Halil BERKTAY
[18-22 Mayıs 2014] Soma’dan yola çıkarak yazdığım bu nefret söylemleri alt-dizisinin dördüncü (ve son?) yazısına konu olan tweet, aslında ilk okuduğum. Serbestiyet’ten bir arkadaşım daha 16 Mayıs’ta yollamış. Ben yok artık diye hayret ve infial gösterince, o ve başkaları “hocam siz bilmiyorsunuz daha neler neler var” diye gülmüşler; derken rümuzunu vermediğim o genç avukat kadınınki gelmiş, sonra mahlasını (avatarını mı demek lâzım) anmadan edemediğim Kemalist Aysun, sonra yazmaya yetişemeyeceğimi anladığım daha başkaları. İlk ikisini biraz deştikten sonra, şimdi başladığım yere dönüyorum. Şöyle diyor: Bizim liderimiz, 1 kişi öldüğü için “Menemen’i yakın!” diyen kişidir. 300 küsür [böyle yazıyor] insan ölünce “kader” diyen değil.
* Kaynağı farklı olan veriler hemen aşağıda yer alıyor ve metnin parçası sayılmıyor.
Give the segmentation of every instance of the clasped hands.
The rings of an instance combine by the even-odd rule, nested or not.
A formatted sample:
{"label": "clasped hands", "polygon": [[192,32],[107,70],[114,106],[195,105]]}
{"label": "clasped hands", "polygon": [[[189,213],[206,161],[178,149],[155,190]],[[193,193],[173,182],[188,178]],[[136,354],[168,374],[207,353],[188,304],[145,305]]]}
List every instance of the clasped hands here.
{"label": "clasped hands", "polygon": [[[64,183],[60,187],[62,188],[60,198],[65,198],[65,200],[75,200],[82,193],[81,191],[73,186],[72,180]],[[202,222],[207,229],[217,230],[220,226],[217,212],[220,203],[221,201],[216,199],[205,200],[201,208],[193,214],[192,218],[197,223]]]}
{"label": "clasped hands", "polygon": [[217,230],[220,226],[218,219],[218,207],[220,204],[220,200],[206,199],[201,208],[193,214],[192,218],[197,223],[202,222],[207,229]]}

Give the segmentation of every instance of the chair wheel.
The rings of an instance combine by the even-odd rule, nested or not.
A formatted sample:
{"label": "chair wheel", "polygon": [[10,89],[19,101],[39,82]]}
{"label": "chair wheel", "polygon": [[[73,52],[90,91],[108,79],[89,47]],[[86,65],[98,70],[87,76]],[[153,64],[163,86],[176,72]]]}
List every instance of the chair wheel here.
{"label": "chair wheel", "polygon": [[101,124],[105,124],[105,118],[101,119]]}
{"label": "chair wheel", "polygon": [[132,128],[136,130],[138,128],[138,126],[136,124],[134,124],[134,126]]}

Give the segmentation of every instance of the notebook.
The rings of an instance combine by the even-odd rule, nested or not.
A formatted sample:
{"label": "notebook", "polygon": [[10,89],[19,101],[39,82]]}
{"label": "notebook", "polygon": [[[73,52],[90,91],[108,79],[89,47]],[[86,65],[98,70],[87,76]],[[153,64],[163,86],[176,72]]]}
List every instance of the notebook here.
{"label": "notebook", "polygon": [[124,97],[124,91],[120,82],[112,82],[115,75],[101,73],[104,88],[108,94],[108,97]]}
İlk bakışta, diğerleri kadar korkunç gelmiyor, çünkü dolaysız “temizlik” önermiyor, hayalî de olsa bir soykırım projesi yok gibi. Fakat asıl fecaat, yazanın (veya paylaşanın) kimliğinde saklı. Vermiyorum, çünkü alt tarafı 15 yaşında bir çocuk bu — resminin de doğruladığı gibi, ancak Lise 1 = dokuzuncu sınıf öğrencisi olabilecek, belli ki varlıklı orta veya üst sınıflara mensup, hoş, güzel, yaşı gereği hafif seksi olmaya çalışan havalarda bir kız çocuğu. Üstelik, rumuzuna tıklayıp tweet’lerine girdiğinizde, karşınıza gerçekten çok çocuksu, tabii rock-pop etrafında dönen — ve başka en ufak bir düşünsel içeriği olmayan — bir teen-ager dünyası çıkıyor. Eh, hayatımın çeşitli veçheleriyle ben de az buçuk haberdarım bu alt-kültürden. Sırılsıklam hayran olduğu Justin Bieber’in resimleri, şarkılarından kırıntılar. Tasavvur edebileceğiniz bütün ergen esprileri ve gülmekle ağlamak arasında gidip gelen hitap tarzları. “Meleek”ler, “şeqersin”ler, birbirlerini “fav” yapmalar; en yakınlarıyla karşılıklı, birbirleri olmasa “intar” edeceklerini beyanlar. Okula, sınavlara, ödevlere yakası açılmadık küfürler (küfretmeyen bir insan olarak, bütün küfürlerden, ama hele kadınların ve hele hele genç kızların bu kadar argo konuşması ve erkeksi cinsel küfür kullanmasını zerrece anlayamadığımı söylemeliyim).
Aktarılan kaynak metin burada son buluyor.